New privatized virtual health program a step in the wrong direction for Nova Scotia

The Nova Scotia Health Authority’s plan to deliver virtual care to patients without a primary care provider by using a private, for-profit telehealth corporation based in Toronto is concerning and is a potential trojan horse for two-tiered healthcare. While using technology to expand remote access to primary care is a good and necessary development, partnering with for-profit service provider Maple is a mistake.


Virtual and telecare are important parts of the future of public healthcare. They cannot replace in-person visits with a doctor or nurse practitioner, but remote meetings with medical professionals can be a part of a system of primary care which helps patients get the care they need in a way which works best for them. The pandemic has shown that, in many cases, telephone consultations can work and improved video technology and internet infrastructure mean that virtual care is an opportunity to expand the ways that public healthcare is delivered. However, there is no reason for a private vendor whose core business is fee-for-service, for-profit primary care to be used to introduce virtual care to the province.
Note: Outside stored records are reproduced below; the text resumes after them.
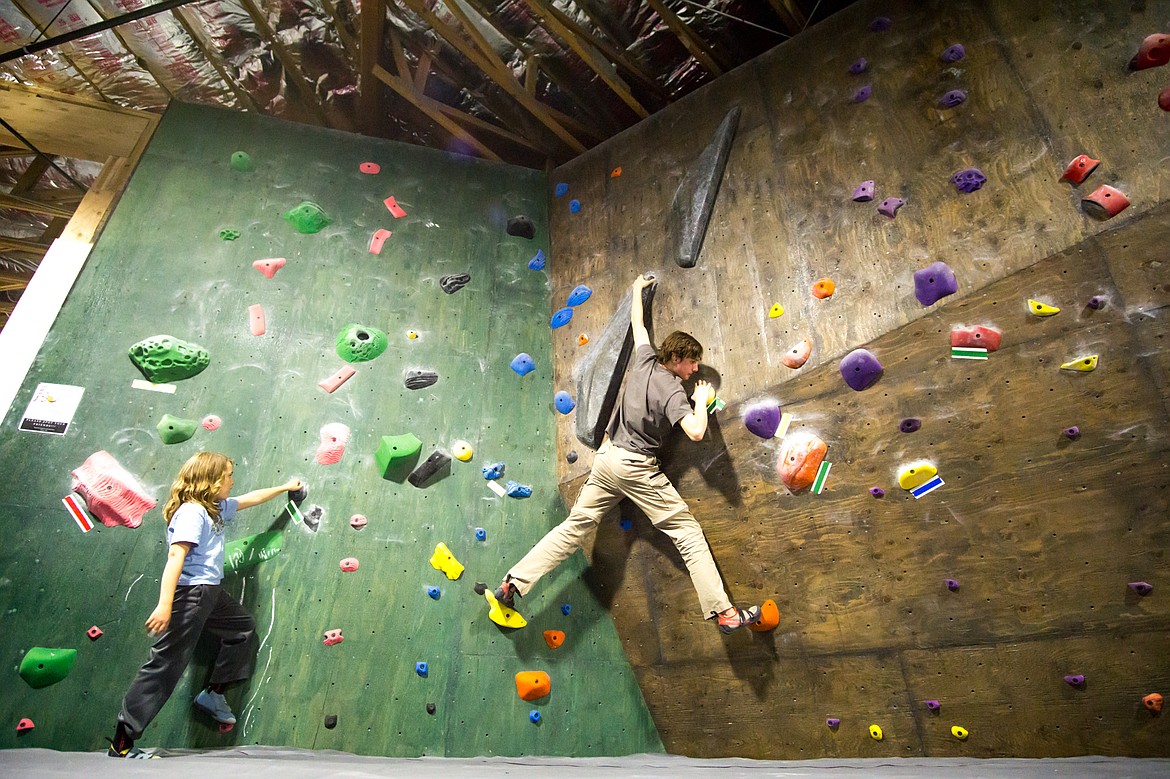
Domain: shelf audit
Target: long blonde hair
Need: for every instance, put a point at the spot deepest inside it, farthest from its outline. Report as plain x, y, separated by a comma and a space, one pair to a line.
199, 481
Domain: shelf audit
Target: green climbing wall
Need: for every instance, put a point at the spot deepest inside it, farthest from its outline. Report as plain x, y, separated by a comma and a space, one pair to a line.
160, 267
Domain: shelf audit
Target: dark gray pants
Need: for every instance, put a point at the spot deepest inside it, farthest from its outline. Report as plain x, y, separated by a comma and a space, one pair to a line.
197, 608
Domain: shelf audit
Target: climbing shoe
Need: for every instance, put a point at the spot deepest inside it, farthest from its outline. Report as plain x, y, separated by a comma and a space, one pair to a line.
738, 619
214, 704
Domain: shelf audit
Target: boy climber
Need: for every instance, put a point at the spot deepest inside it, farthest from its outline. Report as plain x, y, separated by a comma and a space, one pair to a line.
626, 464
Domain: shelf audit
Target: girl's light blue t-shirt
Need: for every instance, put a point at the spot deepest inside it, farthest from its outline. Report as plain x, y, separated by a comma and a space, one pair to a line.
191, 524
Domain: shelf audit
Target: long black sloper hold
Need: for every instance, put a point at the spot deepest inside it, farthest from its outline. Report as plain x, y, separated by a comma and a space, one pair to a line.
598, 376
695, 197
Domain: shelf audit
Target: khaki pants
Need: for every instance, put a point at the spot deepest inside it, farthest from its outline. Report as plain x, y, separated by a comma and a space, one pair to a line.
619, 473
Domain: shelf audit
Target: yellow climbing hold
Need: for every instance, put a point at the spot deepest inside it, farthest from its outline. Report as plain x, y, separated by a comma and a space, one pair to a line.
501, 614
446, 562
1038, 309
1084, 364
916, 474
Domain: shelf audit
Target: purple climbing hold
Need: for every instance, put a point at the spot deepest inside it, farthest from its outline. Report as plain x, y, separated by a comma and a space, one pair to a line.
952, 53
1141, 587
763, 420
952, 98
969, 180
934, 282
860, 369
889, 206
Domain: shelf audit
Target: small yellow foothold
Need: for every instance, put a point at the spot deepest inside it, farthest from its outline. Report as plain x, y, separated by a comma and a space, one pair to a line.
916, 474
446, 562
501, 614
1084, 364
462, 450
1038, 309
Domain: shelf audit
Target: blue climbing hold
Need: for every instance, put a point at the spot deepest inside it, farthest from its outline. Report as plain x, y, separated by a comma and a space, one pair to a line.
563, 401
579, 295
515, 489
523, 364
561, 318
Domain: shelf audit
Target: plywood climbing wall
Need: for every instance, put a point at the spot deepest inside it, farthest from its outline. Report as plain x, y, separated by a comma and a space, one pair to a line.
162, 267
1043, 532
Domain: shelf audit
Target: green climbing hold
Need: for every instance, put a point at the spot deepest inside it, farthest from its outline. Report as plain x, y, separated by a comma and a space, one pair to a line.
166, 358
174, 429
42, 667
360, 344
241, 161
308, 218
393, 450
246, 552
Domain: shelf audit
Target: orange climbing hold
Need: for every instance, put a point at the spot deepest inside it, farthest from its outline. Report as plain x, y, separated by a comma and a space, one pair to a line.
769, 617
531, 686
824, 288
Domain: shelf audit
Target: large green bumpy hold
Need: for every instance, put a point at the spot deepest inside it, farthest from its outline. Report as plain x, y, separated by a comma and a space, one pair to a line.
360, 344
166, 358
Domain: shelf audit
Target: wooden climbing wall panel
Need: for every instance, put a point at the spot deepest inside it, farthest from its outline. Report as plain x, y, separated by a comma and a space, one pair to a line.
160, 267
1043, 532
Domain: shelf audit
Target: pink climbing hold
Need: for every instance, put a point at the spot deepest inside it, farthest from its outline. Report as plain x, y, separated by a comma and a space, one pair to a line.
111, 493
269, 267
334, 438
256, 319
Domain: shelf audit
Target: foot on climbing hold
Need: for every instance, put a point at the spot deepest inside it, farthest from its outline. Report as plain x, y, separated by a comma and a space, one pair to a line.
444, 560
501, 614
1038, 309
1082, 364
532, 686
934, 282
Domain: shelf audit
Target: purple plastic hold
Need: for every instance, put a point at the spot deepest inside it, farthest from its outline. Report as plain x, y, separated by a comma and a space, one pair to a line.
889, 206
860, 369
952, 53
763, 420
934, 282
952, 98
969, 180
1141, 587
864, 192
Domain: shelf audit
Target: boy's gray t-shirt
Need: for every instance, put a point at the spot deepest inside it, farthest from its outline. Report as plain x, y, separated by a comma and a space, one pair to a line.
652, 404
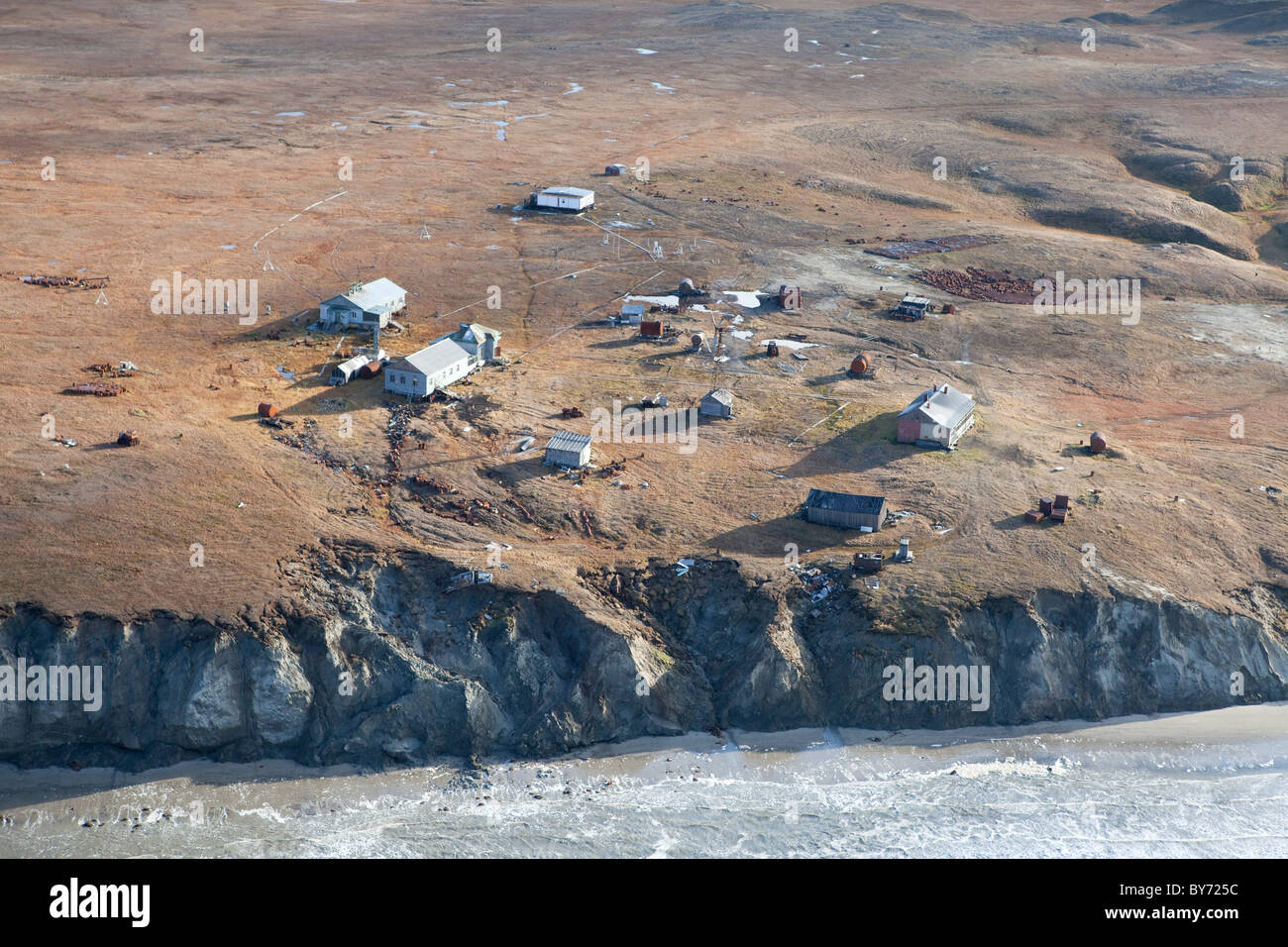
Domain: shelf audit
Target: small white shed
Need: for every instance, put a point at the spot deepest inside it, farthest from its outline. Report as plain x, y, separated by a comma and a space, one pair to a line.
571, 198
567, 449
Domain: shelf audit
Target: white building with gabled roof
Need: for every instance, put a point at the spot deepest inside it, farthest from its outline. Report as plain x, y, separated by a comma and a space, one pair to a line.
369, 305
480, 341
938, 416
434, 367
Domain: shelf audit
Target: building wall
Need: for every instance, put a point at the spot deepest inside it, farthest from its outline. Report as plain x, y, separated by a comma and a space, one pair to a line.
845, 521
404, 381
349, 316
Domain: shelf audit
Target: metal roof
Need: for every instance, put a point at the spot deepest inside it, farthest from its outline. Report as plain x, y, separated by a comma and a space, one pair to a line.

Since the program will use only physicians already licensed to practice in Nova Scotia it will not increase physician capacity in the province. Instead, it will simply shuffle resources around, removing physicians from in-person care and sliding them into the new Maple-facilitated virtual system. Worrisomely, if this serves as a wedge for Maple to introduce it’s fee-for-service model to the province, meaning that this deal risks becoming a first step towards reducing physician capacity in the public system. Research overwhelmingly shows that introducing private, pay-to-use services actually increases wait times in the public system by siphoning off medical staff. In addition, the money which Maple will pocket as profits is money that is not being spent on frontline services or building public system capacity.



Maple is a privately owned, for-profit company. It was founded in 2015 by Brett Belchetz, a former emergency room doctor and former McKinsey and Company management consultant. In September 2020 Loblaws Corporation, the owners of Atlantic Superstore PC Financial and Shoppers Drugmart, invested $75 million dollars in exchange for minority ownership in the company.

Belchetz, a Senior Fellow with the right-wing, free market think-tank the Fraser Institute, has been a vocal opponent of public, universal healthcare and the Canada Health Act. He has consistently called for the introduction of a two-tier system where those who can pay can access better, quicker care through for-profit providers. In 2015, right before founding Maple, he told Rebel News that the Canadian healthcare system was “fundamentally broken” because “the cost to patients is always zero dollars.”

For Maple, a contract with the Nova Scotia Health Authority is a massive opportunity and a wedge into a public-private partnership to build and own the virtual infrastructure for virtual care that our public system will fund and rely on for decades to come. It will also allow the company to build out the physician and consumer base needed to grow it’s direct to consumer business model. Belchetz has said that the biggest barriers to growing the company prior to COVID-19 were recruiting doctors in every province and finding someone else (usually employers or private insurance companies) to pay for patient visits to create patient interest and build attachment to a fee-based service. This deal will provide his company with both a network of doctors interested in working in virtual care and free introduction to the service for thousands of potential customers who will have downloaded the company’s app to their mobile device.


There is no doubt that improved remote care, including virtual care, is a necessity for the public system. The change should be embraced - though it should be done with careful attention to the needs and wants of patients who in many cases will still require regular in person visits and it must not be seen as a replacement for building a long-term relationship with a primary care provider. We also must be careful that the challenges of adopting new technologies and the unequal access to high speed internet in the province do not exasperate existing social and medical inequalities. There’s no reason for a for-profit company to administer and deliver this new form of care.

Nova Scotia can, and should, build and own the digital infrastructure to deliver care. Such a system would not be unique -  in 1998 the province of Ontario launched the publicly developed and operated Ontario Telehealth Network (OTN), which delivers virtual and phone-based primary care in that province. In 2018-19 OTN provided almost 900,000 patient consultations. 


Investing in building its own secure platform for virtual care, and the administrative expertise needed to oversee it, would ensure the province can skip the middle-man and have doctors directly deliver care to patients. Since the spring of 2020 steps have already been taken to offer telecare to patients who already have family doctors and that system has largely worked well, despite its rushed implementation. Scaling this new telehealth care system up, adding video and other improvements, integrating appointment booking and “walk-in” queues for patients without a primary care provider is not a minor tasks, but it’s one which the province should pursue itself. Importantly, this would allow the province to create a single remote-care system that is the same for both those with family doctors/nurse practitioners and those without. As it stands, we are building a confusing program with two parallel systems - one operated publicly and one contracted out to Maple.


After years of inertia on video and phone care the pandemic has created a rush to build a brand new system from the ground up. It would be a mistake for Nova Scotia to tie this system to a for-profit company whose core-business relies on the cementing of a two-tiered virtual care system where those who can afford it can jump to the front of the line.